LAUSR

Breast tumors are known to undergo high levels of mitochondrial oxidative phosphorylation leading to accumulation of reactive oxygen species (ROS), which in turn potentiate cancer stem cells and chemoresistance. This was shown to be due to HIF1α stabilization by ROS; however, the signaling events downstream of HIF1α regulating the cancer stem cell (CSC) phenotype remain unknown. Kaplan Meier survival curves upon the gene profiling database of breast cancer patients showed that reduced levels of the ROS scavenging enzyme, glutathione peroxidase 2 (GPx2) in breast cancers was associated with shorter patient survival duration.
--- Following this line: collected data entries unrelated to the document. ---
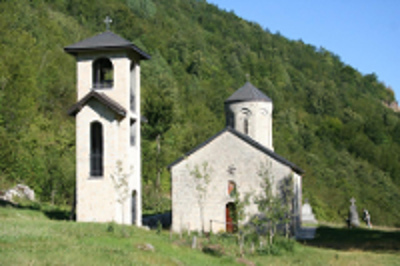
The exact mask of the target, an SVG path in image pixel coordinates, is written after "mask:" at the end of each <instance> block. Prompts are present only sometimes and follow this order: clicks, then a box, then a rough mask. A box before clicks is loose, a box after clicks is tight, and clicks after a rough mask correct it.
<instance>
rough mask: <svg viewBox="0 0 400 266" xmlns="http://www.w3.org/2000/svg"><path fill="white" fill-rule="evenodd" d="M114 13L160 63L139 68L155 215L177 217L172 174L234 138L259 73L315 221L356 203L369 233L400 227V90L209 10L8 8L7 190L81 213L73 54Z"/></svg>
mask: <svg viewBox="0 0 400 266" xmlns="http://www.w3.org/2000/svg"><path fill="white" fill-rule="evenodd" d="M107 15H108V16H110V17H111V18H112V19H113V24H112V25H111V30H112V31H113V32H115V33H117V34H119V35H121V36H122V37H124V38H126V39H128V40H131V41H133V42H134V43H135V44H136V45H137V46H139V47H140V48H142V49H143V50H144V51H146V52H148V53H149V54H151V55H152V59H151V60H150V61H146V62H143V63H142V110H143V115H144V116H146V117H147V119H148V121H149V122H148V124H146V125H145V126H144V128H143V137H144V139H143V142H142V147H143V156H144V158H143V182H144V189H145V191H146V192H145V193H143V194H144V195H145V198H144V208H145V211H147V212H150V211H153V212H154V211H163V210H166V209H168V208H169V200H168V194H169V189H170V184H169V173H168V171H167V169H166V165H168V164H169V163H171V162H172V161H174V160H175V159H176V158H178V157H179V156H181V155H182V154H183V153H184V152H187V151H188V150H190V149H191V148H193V147H195V146H196V145H197V144H199V143H201V142H203V141H204V140H206V139H207V138H208V137H210V136H212V135H213V134H215V133H216V132H218V131H219V130H221V129H222V128H223V127H224V126H225V121H224V113H223V101H224V100H225V99H226V98H227V97H228V96H230V95H231V94H232V93H233V92H234V91H235V90H236V89H238V88H239V87H241V86H242V85H243V84H244V83H245V81H246V74H249V76H250V81H251V82H252V83H253V84H254V85H255V86H256V87H258V88H260V89H261V90H262V91H264V92H265V93H266V94H267V95H268V96H269V97H270V98H271V99H272V100H273V102H274V124H273V126H274V146H275V150H276V152H277V153H279V154H280V155H282V156H284V157H286V158H287V159H289V160H291V161H292V162H294V163H296V164H297V165H298V166H300V167H301V168H302V169H304V170H305V172H306V173H305V175H304V177H303V193H304V195H303V198H308V199H309V200H310V202H311V204H312V206H313V208H314V211H315V212H316V214H317V218H318V219H320V220H326V221H331V220H335V221H343V220H344V217H345V216H346V215H347V211H348V206H349V204H350V203H349V199H350V198H351V197H355V198H356V199H357V206H358V207H359V209H362V208H364V207H365V208H368V210H369V211H370V213H371V215H372V221H373V223H375V224H385V225H396V226H400V222H399V221H400V204H399V203H400V164H399V159H400V117H399V114H398V113H395V112H393V111H392V110H391V109H389V108H387V107H385V106H384V105H383V102H386V103H390V102H392V101H394V95H393V91H391V90H390V89H389V88H386V87H385V85H384V84H383V83H381V82H380V81H379V80H378V77H377V76H376V75H375V74H369V75H362V74H360V73H359V72H358V71H357V70H356V69H354V68H352V67H351V66H349V65H346V64H344V63H343V62H342V61H341V60H340V56H338V55H335V54H333V53H331V52H330V51H327V50H325V49H324V48H322V47H314V46H311V45H308V44H305V43H304V42H303V41H301V40H298V41H291V40H288V39H286V38H284V37H283V36H281V35H279V34H273V33H271V32H269V31H268V29H263V28H261V27H260V26H259V25H257V24H255V23H251V22H247V21H245V20H243V19H241V18H239V17H237V16H236V15H235V14H234V13H231V12H226V11H221V10H219V9H218V8H217V7H215V6H213V5H210V4H208V3H207V2H205V1H201V0H197V1H196V0H168V1H163V0H52V1H50V0H47V1H46V0H35V1H28V0H21V1H5V0H0V189H4V188H6V187H8V186H11V185H13V184H14V183H16V182H25V183H26V184H28V185H30V186H32V187H33V188H34V189H35V191H36V192H37V194H38V196H39V197H40V199H41V200H43V201H54V202H55V203H57V204H65V203H71V202H72V198H73V194H74V193H73V192H74V182H75V180H74V178H75V147H74V146H75V135H74V134H75V130H74V128H75V125H74V119H73V118H70V117H68V116H67V114H66V110H67V109H68V108H69V107H70V106H71V105H72V104H73V103H74V102H75V101H76V89H75V59H74V58H72V57H71V56H69V55H67V54H66V53H64V51H63V47H64V46H67V45H69V44H72V43H75V42H77V41H79V40H82V39H85V38H88V37H91V36H93V35H95V34H97V33H100V32H102V31H104V30H105V25H104V23H103V20H104V18H105V17H106V16H107ZM365 56H368V55H365ZM158 144H159V145H158ZM157 146H160V149H157Z"/></svg>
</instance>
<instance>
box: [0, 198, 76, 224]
mask: <svg viewBox="0 0 400 266" xmlns="http://www.w3.org/2000/svg"><path fill="white" fill-rule="evenodd" d="M0 207H12V208H17V209H22V210H34V211H40V212H42V213H43V214H44V215H46V216H47V217H48V218H49V219H51V220H74V219H73V218H74V217H71V211H70V210H65V209H61V208H59V207H56V206H51V205H41V204H39V203H37V202H29V203H23V204H17V203H12V202H10V201H6V200H3V199H0Z"/></svg>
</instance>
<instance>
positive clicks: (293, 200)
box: [169, 82, 303, 232]
mask: <svg viewBox="0 0 400 266" xmlns="http://www.w3.org/2000/svg"><path fill="white" fill-rule="evenodd" d="M272 110H273V104H272V100H271V99H270V98H268V97H267V96H266V95H265V94H264V93H262V92H261V91H260V90H259V89H257V88H256V87H254V86H253V85H252V84H251V83H250V82H247V83H246V84H245V85H244V86H243V87H241V88H240V89H238V90H237V91H236V92H235V93H234V94H232V95H231V96H230V97H229V98H228V99H226V100H225V114H226V128H225V129H223V130H222V131H220V132H218V133H217V134H215V135H214V136H212V137H211V138H209V139H208V140H206V141H205V142H204V143H202V144H200V145H199V146H197V147H195V148H194V149H192V150H191V151H189V152H188V153H186V154H185V155H184V156H183V157H182V158H180V159H178V160H176V161H175V162H173V163H172V164H171V165H169V169H170V172H171V186H172V193H171V194H172V229H173V231H176V232H180V231H184V230H185V231H186V230H190V231H201V230H204V231H206V232H209V231H213V232H220V231H228V232H229V231H232V230H233V224H234V223H235V222H236V221H234V220H233V217H234V215H233V214H232V212H233V211H234V210H235V207H236V206H235V200H234V194H233V193H235V191H237V192H238V193H239V195H240V196H241V197H242V199H243V197H244V195H245V194H248V193H250V194H252V195H259V194H260V193H261V191H262V183H263V178H262V176H261V175H260V171H264V172H266V173H268V178H269V180H270V182H271V184H272V187H273V189H272V192H273V193H274V194H275V195H276V196H277V197H279V196H280V193H282V192H281V190H280V187H281V185H282V183H283V182H285V181H286V180H288V179H290V181H291V182H290V184H292V185H293V186H292V188H291V189H293V195H294V199H293V201H292V202H291V203H290V205H291V212H292V217H293V218H292V222H291V225H292V228H293V230H297V229H298V228H299V227H300V214H301V197H302V194H301V182H302V180H301V174H302V173H303V171H302V169H300V168H299V167H298V166H296V165H295V164H293V163H292V162H290V161H288V160H286V159H285V158H283V157H282V156H280V155H278V154H277V153H275V152H274V147H273V142H272ZM245 213H246V217H247V220H248V218H249V217H251V216H254V215H257V213H258V209H257V206H256V205H255V204H254V202H253V201H250V204H249V205H248V206H246V207H245Z"/></svg>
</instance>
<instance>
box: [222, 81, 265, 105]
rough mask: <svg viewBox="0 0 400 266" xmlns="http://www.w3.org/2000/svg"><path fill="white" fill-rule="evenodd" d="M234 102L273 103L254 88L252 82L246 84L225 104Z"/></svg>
mask: <svg viewBox="0 0 400 266" xmlns="http://www.w3.org/2000/svg"><path fill="white" fill-rule="evenodd" d="M234 102H272V100H271V99H270V98H269V97H268V96H267V95H265V94H264V93H263V92H261V91H260V90H259V89H257V88H256V87H254V86H253V84H251V83H250V82H246V84H244V86H243V87H241V88H240V89H238V90H237V91H235V92H234V93H233V94H232V95H231V96H230V97H229V98H228V99H226V100H225V103H234Z"/></svg>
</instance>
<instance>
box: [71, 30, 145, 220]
mask: <svg viewBox="0 0 400 266" xmlns="http://www.w3.org/2000/svg"><path fill="white" fill-rule="evenodd" d="M64 49H65V51H66V52H67V53H69V54H71V55H73V56H75V57H76V62H77V67H76V72H77V102H76V104H74V105H73V106H72V107H71V108H70V109H69V111H68V114H69V115H71V116H74V117H75V120H76V216H77V217H76V218H77V221H84V222H112V221H113V222H117V223H120V224H136V225H141V218H142V217H141V216H142V209H141V206H142V202H141V198H142V189H141V148H140V147H141V146H140V141H141V139H140V123H141V116H140V61H141V60H147V59H150V56H149V55H148V54H147V53H145V52H144V51H142V50H141V49H139V48H138V47H137V46H136V45H134V44H133V43H131V42H129V41H127V40H125V39H124V38H122V37H120V36H118V35H116V34H114V33H113V32H111V31H106V32H104V33H101V34H98V35H96V36H94V37H91V38H89V39H85V40H83V41H80V42H78V43H75V44H72V45H69V46H67V47H65V48H64ZM114 181H115V182H114ZM116 184H117V185H118V184H119V185H121V186H119V187H118V186H116Z"/></svg>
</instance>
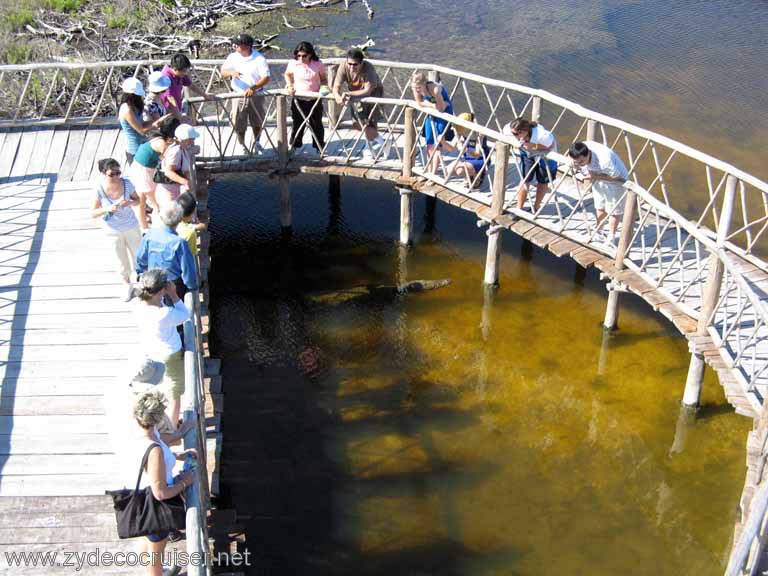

Consistent with this idea, we found that GPx2 was downregulated in metastatic mammary tumor cells, suggesting GPx2 loss enhances metastasis. Indeed, GPx2 knockdown in poorly metastatic cells increased ROS production, shortened tumor latency, and stimulated dramatic mammary tumor growth and metastasis. These effects were associated with marked increases in angiogenesis, CSC-like properties, and chemoresistance. Here, we show that GPx2 downregulation in mammary epithelial cells increases ROS production and HIF1α stabilization which were accompanied by VEGF upregulation and enhanced angiogenesis. On the other hand, GPx2 loss caused dramatic mammosphere formation and resistance to doxorubicin, implying effects on stemness leading to chemoresistance. These data suggest that GPx2 loss is a critical event that drives mammary tumorigenesis and metastasis via HIF1α signaling leading to stimulation of angiogenesis and stemness properties. Understanding the ramifications of GPx2 loss in breast cancer will allow us to identify key regulators of stemness and chemoresistance, with the goal of identifying novel drug targets in metastasis. Citation Format: Zuen Ren, Huizhi Liang, Outhiriaradjou Benard, Kimita Suyama, Joseph M. Albanese, Larry Norton, Wei Zheng, Rachel B. Hazan. Gluthathione peroxidase 2 downregulation in the PyMT mammary tumor model leads to an aggressive phenotype due to stimulation of angiogenesis and tumor stemness via HIF1 alpha signaling [abstract]. In: Proceedings of the American Association for Cancer Research Annual Meeting 2019; 2019 Mar 29-Apr 3; Atlanta, GA. Philadelphia (PA): AACR; Cancer Res 2019;79(13 Suppl):Abstract nr 1993.